Judas’ betrayal was a result of his failure to pay attention to Our Lord. He expected one Messiah, got another, and couldn’t stop and consider that he might be the misguided one. Later on, he understood his error, but was too crestfallen to make amends. Instead, he took his own life, crushed by the weight of his sin.
Job presents another way for us. He too had a misguided view of God. Though he was always righteous, unlike the sin-prone Judas, he too thought that God was different than in reality. Job, afflicted by Satan, expected the Lord to give him a comprehensive explanation. Instead, the Lord says that Job simply can’t understand: “Who is this that darkens counsel with words of ignorance? Gird up your loins now, like a man; I will question you, and you tell me the answers!” (Job 38:2–3).
In the end, Job repents in dust and ashes, admitting that God’s ways are unfathomable. He was attentive, and by listening understood that the Lord’s ways are greater, much more marvelous than his. He allowed God to change his perspective in a radical way, and humbly accepted the consequences.

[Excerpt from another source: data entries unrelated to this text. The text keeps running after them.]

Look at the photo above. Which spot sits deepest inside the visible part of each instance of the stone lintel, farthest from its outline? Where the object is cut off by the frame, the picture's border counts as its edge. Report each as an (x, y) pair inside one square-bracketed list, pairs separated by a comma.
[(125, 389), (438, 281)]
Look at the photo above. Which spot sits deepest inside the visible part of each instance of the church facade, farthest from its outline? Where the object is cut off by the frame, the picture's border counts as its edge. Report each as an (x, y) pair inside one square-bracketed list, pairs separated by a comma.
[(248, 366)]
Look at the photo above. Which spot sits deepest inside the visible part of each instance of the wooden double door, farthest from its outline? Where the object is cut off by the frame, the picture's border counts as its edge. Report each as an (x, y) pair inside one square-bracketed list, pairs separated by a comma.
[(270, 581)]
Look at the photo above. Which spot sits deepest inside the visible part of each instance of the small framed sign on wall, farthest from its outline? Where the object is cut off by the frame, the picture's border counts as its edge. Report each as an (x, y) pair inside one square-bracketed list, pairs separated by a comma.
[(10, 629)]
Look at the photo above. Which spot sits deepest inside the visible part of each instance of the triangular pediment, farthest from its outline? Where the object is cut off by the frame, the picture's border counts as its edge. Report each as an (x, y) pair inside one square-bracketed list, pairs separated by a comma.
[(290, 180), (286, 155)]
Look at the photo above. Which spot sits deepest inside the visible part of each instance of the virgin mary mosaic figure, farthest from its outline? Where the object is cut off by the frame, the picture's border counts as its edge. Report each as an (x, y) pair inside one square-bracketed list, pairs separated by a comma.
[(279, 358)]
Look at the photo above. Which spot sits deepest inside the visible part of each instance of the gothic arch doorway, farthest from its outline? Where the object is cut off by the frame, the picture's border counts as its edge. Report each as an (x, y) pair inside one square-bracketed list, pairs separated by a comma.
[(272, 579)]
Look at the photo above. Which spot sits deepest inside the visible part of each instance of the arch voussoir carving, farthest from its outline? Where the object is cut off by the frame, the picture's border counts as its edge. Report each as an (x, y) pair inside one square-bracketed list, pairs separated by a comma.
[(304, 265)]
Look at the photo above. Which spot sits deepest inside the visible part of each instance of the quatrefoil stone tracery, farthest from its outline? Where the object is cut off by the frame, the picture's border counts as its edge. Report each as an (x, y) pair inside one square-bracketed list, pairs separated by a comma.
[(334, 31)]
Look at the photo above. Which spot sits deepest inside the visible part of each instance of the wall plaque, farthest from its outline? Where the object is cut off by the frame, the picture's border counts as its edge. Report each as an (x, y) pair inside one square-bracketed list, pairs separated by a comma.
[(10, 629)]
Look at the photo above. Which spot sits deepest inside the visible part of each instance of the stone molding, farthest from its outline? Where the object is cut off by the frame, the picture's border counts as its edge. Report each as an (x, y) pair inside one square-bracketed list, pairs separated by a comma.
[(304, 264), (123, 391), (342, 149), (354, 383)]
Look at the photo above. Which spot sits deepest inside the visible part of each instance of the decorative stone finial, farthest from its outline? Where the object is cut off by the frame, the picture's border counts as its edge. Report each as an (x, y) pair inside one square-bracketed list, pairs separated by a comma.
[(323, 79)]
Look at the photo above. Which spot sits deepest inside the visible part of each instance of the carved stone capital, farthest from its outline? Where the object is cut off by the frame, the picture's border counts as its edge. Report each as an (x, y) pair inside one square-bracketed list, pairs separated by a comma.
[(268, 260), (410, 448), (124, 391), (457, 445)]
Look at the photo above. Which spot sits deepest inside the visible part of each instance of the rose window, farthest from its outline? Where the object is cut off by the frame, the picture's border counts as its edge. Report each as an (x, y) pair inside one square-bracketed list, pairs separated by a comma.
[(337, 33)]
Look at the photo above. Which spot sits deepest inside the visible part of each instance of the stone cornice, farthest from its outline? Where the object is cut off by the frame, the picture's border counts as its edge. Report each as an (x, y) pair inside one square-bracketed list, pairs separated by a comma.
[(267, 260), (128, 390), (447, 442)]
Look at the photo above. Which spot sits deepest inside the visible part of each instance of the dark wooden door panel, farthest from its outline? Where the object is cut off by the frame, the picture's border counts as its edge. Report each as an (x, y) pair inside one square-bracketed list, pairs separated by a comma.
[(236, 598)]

Let us do the same this Triduum, attending to the Lord and allowing Him to transform our lives, even if it means giving up what we might want from Him. On Good Friday and beyond, we will see Him surpass even our wildest expectations, giving the ultimate explanation for suffering.
David Dashiell is a freelance writer, editor, and proofreader based in the Pittsburgh, Pennsylvania area. His writing has been featured in Crisis Magazine and The Imaginative Conservative, and his editing is done for a variety of publishers, such as Sophia Institute and Scepter. He can be reached at firstname.lastname@example.org.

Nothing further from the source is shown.